When I first found out I’d be going to the Netherlands, I promised myself not to return to Beirut until the program was over. After all, I wanted to enjoy the full European experience, and that includes being in Europe while the holidays are in their full swing.
Another factor that was considered was the distance and time it would take to journey from Maastricht to Beirut. While a lot of the people I’ve met here have traveled back to their homes at every chance they’ve gotten, mine is a very convenient five hours by plane away (excluding the travel time to Amsterdam or Brussels).
But after getting here, things started falling in place and slowly, I began to realize I could not possibly stay away for so long.
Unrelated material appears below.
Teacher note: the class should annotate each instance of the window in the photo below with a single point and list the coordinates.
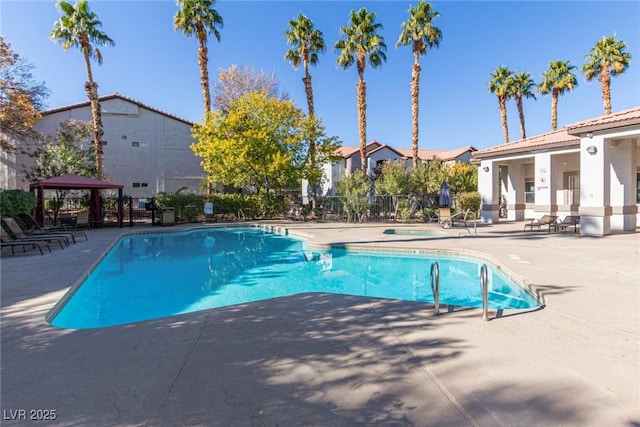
(529, 191)
(574, 189)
Tickets were promptly booked, dates were set. I was going home for Christmas!
In my head, I started to plan all of the things I’d do, the people I’d see, the food I’d eat, and the relaxation that would take place for two amazing but short weeks. But first I had to get through term papers and exams- thankfully ones which are long past us.
But in my frantic rush to get my gift shopping done, sit for the exams, panicking about the Belgian public transport system going on strike just one day before I was set to leave, saying goodbye to everyone, and packing, led to me forgetting to do one very important thing, one which would haunt me for the rest of my journey: sleep.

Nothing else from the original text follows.